Economy News

States’ indebtedness will be high at 30-31% of their GDP in 2023: report – Mintpaisa

Overall states’ indebtedness – measured by debt to state gross domestic product (GSDP) – is expected to remain at 30-31% of their respective GDP this fiscal year, almost the same levels of fiscal year 22 due the stagnant growth of the fuel tax and the end of the GST compensation according to the rating firm Crisil

In addition, revenue spending stickiness and the need for higher capital spending, along with modest revenue growth, will keep borrowing higher this fiscal year, Crisil said. But the special aid offered by the Center of Rs 1 lakh crore to all states for capital expenditure will provide respite.

Crisil’s study of the top 18 states that account for 90% of the GSDP’s overall gross domestic product shows that states borrow primarily to fund revenue account deficits and incur capital expenditures. States include Maharashtra, Gujarat, Karnataka, Tamil Nadu, Uttar Pradesh, Andhra Pradesh, Telangana, Rajasthan, West Bengal, Madhya Pradesh, Kerala, Haryana, Bihar, Punjab, Odisha, Chhattisgarh, Jharkhand and Goa. a high of 34% in fiscal year 2021 (after remaining in a range between 25-30% in fiscal year 2016-2020) before declining slightly to 31.5% in fiscal year 2022,” Crisil said.

States ran a small surplus on the revenue account in fiscal year 2022, due to healthy revenue growth of 25% year-on-year, supported by healthy GST collections, strong central government decentralizations , a resumption of fuel sales tax collections and central government support through GST offset loans.

“Overall state revenue is expected to grow 7-9% year-over-year in the current fiscal year,” said Anuj Sethi, senior director of Crisil Ratings. “Strong State Goods and Services Tax collections and sound central fiscal decentralizations will also be key drivers in this exercise.
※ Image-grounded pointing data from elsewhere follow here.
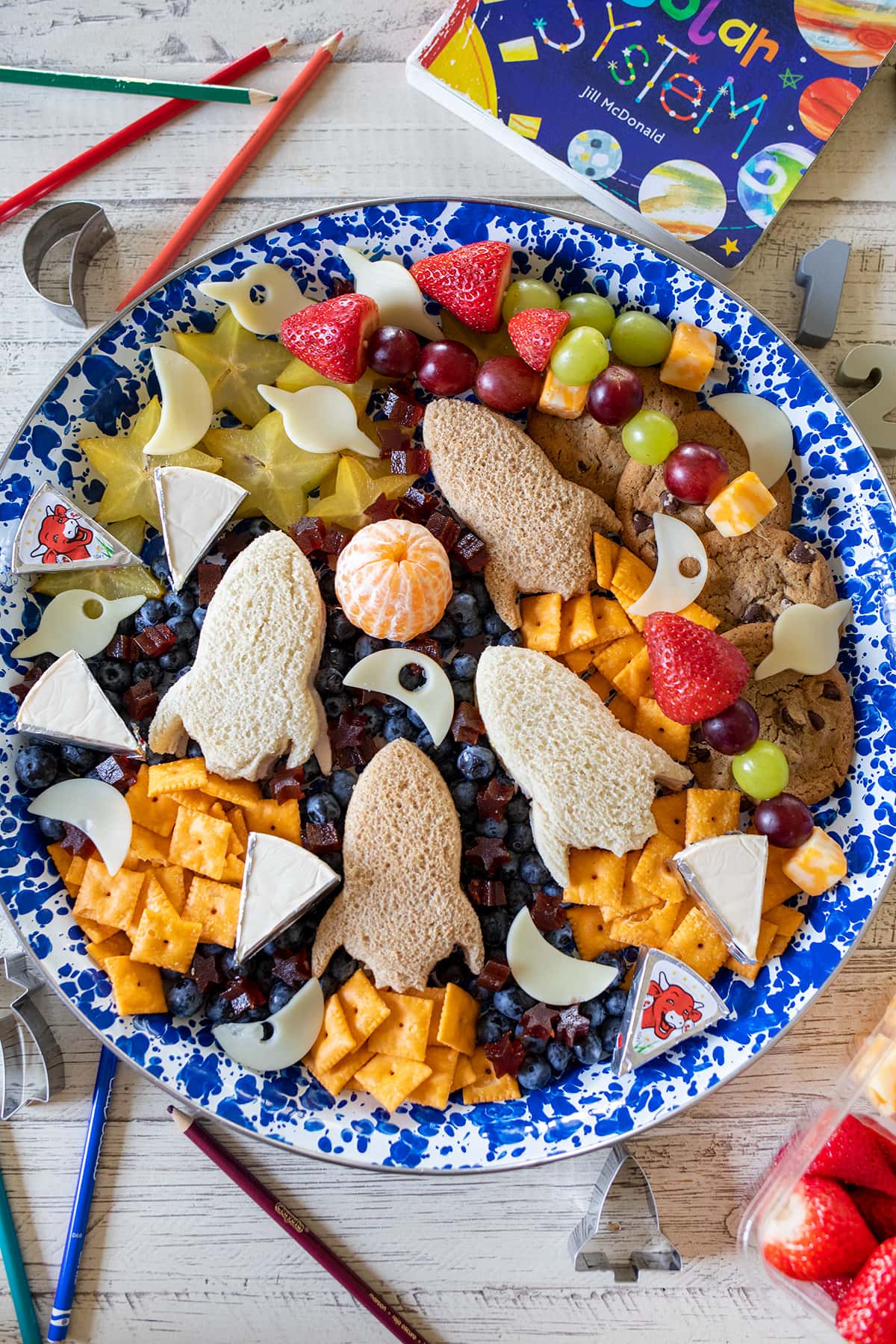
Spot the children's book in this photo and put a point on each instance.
(689, 120)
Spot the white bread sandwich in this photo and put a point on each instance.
(402, 907)
(591, 781)
(250, 697)
(536, 524)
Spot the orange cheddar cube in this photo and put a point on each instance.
(815, 865)
(741, 505)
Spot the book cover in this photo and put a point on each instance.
(692, 120)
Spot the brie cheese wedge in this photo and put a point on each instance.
(193, 507)
(67, 705)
But low fuel sales tax collection, modest subsidy growth, and the discontinuation of GST compensation after the end of June 2022 under the GST (States Compensation) Act 2017 will moderate growth. .

On the other hand, revenue spending is expected to grow 11-12% year-over-year, similar to last fiscal year, Crisil said. This will be driven by higher committed expenditures (related to salaries, pensions and interest charges), essential development expenditures (such as grants, medical expenditures and social protection expenditures) and the increased subsidies to the electricity sector, which together contribute 85-90% of total revenue expenditure.
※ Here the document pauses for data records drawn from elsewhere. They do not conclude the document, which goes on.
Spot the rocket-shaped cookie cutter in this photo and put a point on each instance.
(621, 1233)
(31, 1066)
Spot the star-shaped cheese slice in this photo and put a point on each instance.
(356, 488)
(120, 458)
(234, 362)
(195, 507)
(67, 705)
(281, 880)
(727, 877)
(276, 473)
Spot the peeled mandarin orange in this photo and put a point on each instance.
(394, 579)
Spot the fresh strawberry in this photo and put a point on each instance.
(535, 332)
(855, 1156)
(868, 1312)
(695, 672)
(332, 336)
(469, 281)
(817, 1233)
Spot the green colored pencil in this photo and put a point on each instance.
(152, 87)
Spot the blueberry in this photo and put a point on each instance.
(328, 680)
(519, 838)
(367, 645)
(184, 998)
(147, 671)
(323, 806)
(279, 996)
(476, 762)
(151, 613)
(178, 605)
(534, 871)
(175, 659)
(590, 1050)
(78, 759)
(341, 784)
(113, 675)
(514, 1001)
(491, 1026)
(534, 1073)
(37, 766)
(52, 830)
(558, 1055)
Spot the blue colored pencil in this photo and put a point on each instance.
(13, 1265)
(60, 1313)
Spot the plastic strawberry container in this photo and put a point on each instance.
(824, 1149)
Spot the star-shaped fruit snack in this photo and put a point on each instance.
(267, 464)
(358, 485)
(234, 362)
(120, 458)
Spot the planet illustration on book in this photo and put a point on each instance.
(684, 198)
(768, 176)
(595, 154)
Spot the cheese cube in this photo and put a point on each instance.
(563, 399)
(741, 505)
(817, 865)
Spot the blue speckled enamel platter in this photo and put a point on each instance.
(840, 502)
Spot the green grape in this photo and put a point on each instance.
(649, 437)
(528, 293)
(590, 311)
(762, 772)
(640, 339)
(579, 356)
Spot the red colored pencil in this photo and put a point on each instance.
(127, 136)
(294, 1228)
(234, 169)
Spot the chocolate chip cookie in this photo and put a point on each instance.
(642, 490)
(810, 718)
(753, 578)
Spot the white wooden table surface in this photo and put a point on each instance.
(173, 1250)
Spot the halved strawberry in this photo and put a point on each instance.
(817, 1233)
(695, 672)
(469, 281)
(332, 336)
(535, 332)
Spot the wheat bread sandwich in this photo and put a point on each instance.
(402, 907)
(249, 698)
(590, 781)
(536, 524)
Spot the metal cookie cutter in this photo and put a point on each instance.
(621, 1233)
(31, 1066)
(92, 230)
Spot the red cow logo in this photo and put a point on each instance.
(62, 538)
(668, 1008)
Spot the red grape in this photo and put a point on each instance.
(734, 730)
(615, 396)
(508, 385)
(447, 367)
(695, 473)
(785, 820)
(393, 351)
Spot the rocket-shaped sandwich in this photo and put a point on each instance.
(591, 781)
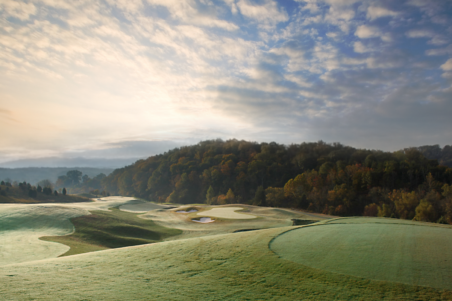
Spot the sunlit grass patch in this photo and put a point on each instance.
(237, 266)
(381, 249)
(226, 212)
(111, 229)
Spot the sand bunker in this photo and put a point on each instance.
(189, 211)
(204, 220)
(226, 212)
(21, 225)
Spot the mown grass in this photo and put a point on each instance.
(381, 249)
(236, 266)
(111, 229)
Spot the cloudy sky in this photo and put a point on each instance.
(86, 75)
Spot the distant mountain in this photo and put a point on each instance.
(35, 174)
(70, 162)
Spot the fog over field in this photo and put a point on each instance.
(102, 77)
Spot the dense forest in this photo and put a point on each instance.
(320, 177)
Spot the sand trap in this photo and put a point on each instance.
(21, 225)
(189, 211)
(204, 220)
(226, 212)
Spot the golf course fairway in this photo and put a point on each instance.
(235, 266)
(379, 249)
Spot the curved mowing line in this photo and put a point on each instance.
(380, 251)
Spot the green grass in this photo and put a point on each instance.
(379, 249)
(236, 266)
(111, 229)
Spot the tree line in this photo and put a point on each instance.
(320, 177)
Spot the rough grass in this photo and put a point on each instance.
(223, 267)
(22, 224)
(381, 249)
(268, 218)
(140, 206)
(111, 229)
(226, 212)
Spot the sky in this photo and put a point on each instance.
(108, 77)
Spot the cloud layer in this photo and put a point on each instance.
(79, 74)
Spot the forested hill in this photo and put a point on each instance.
(328, 178)
(443, 155)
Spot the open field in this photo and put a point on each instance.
(339, 258)
(111, 229)
(374, 248)
(32, 232)
(21, 226)
(238, 266)
(266, 218)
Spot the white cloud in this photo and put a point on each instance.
(375, 12)
(186, 11)
(366, 32)
(18, 9)
(359, 47)
(435, 39)
(267, 13)
(447, 66)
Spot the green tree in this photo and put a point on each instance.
(210, 195)
(425, 212)
(230, 197)
(259, 197)
(74, 176)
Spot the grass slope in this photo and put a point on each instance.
(111, 229)
(380, 249)
(223, 267)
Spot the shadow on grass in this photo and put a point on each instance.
(111, 229)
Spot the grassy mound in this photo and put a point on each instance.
(381, 249)
(236, 266)
(226, 212)
(111, 229)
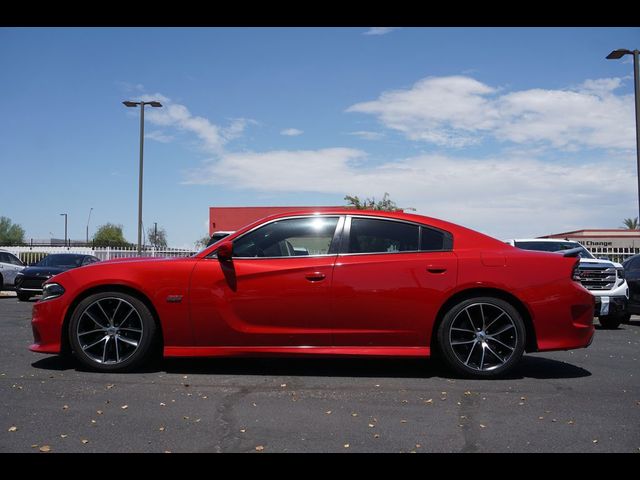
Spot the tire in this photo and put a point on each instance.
(112, 332)
(610, 322)
(493, 324)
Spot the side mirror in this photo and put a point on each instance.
(225, 252)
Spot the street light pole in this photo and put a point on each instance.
(65, 228)
(615, 55)
(88, 219)
(141, 104)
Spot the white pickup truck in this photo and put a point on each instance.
(603, 278)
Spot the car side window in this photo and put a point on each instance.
(15, 260)
(435, 240)
(368, 235)
(288, 238)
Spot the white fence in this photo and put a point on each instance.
(31, 254)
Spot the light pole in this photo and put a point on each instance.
(88, 223)
(616, 55)
(129, 103)
(65, 228)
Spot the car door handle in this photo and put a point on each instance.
(315, 276)
(436, 269)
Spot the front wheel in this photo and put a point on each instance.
(482, 337)
(111, 332)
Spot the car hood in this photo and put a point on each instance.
(42, 271)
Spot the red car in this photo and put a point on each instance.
(344, 282)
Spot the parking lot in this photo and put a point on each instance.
(577, 401)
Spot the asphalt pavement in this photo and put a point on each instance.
(577, 401)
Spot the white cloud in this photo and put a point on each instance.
(458, 110)
(367, 135)
(159, 136)
(175, 115)
(379, 30)
(504, 197)
(291, 132)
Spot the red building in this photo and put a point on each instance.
(233, 218)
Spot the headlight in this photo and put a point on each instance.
(51, 290)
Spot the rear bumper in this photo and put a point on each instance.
(47, 319)
(566, 321)
(610, 305)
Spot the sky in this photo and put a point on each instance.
(515, 132)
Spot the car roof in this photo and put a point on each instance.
(548, 240)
As a result, the States Revenue Account will see a marginal weakening, to generate a revenue shortfall of Rs 0.8 lakh crore (0.3% of GSDP) this financial year. States will have to borrow to make up for this shortfall.
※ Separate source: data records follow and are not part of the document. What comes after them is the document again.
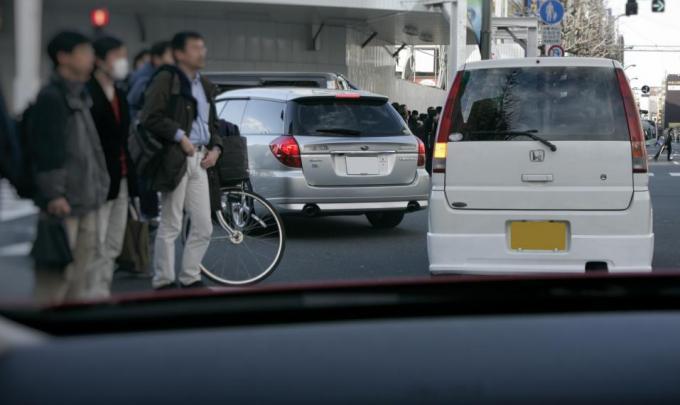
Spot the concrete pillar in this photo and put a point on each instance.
(455, 12)
(27, 50)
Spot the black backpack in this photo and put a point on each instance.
(145, 149)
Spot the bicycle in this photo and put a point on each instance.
(248, 238)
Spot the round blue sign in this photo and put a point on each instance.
(556, 50)
(551, 12)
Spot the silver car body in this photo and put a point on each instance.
(324, 180)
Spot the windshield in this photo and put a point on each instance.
(332, 116)
(559, 103)
(357, 150)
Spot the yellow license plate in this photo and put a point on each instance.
(538, 235)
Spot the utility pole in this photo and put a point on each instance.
(485, 37)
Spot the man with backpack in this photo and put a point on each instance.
(179, 109)
(70, 170)
(161, 54)
(111, 116)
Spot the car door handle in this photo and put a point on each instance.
(537, 178)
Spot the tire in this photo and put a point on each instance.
(385, 219)
(273, 262)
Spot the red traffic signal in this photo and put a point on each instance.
(99, 17)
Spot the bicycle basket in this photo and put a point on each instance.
(233, 163)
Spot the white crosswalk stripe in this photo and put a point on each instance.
(17, 249)
(11, 207)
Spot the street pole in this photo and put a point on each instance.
(27, 48)
(485, 48)
(455, 12)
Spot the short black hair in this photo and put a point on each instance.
(65, 41)
(102, 46)
(159, 48)
(139, 56)
(179, 40)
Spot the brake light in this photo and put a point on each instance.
(286, 150)
(421, 153)
(445, 125)
(637, 138)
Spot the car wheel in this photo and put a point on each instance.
(385, 220)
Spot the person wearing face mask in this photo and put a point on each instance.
(111, 116)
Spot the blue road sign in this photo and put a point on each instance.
(551, 12)
(556, 50)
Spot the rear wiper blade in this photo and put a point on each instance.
(344, 131)
(531, 133)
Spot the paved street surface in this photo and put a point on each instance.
(340, 248)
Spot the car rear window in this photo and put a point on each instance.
(558, 103)
(366, 116)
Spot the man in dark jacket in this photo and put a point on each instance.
(71, 176)
(161, 54)
(179, 109)
(110, 113)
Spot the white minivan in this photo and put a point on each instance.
(540, 166)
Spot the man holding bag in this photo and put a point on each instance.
(179, 110)
(70, 173)
(111, 116)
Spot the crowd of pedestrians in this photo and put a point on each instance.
(74, 160)
(423, 126)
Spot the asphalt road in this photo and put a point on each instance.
(348, 248)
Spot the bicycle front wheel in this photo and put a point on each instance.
(248, 240)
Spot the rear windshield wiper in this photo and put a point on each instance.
(531, 133)
(342, 131)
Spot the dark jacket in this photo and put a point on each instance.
(113, 136)
(138, 82)
(68, 156)
(169, 106)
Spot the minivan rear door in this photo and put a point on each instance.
(496, 162)
(352, 140)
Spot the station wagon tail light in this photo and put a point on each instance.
(287, 151)
(421, 153)
(348, 95)
(637, 137)
(445, 126)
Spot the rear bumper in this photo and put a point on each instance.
(291, 193)
(462, 241)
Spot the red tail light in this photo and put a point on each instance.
(637, 137)
(441, 146)
(421, 153)
(286, 150)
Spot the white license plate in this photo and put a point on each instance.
(362, 165)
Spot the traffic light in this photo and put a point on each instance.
(99, 18)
In addition, states will need to borrow to finance spending on key infrastructure segments such as roads, irrigation, rural development, etc. 6.4 lakh crore this financial year, CRISIL Ratings estimates that capital expenditure will increase by around 15-17%, based on past track record.

However, aid of Rs 1 lakh crore from the central government in the form of 50-year interest-free loans to the states will partially help meet the capital expenditure target. Additionally, this loan does not count against the GSDP’s 3.5% borrowing limit for states this year.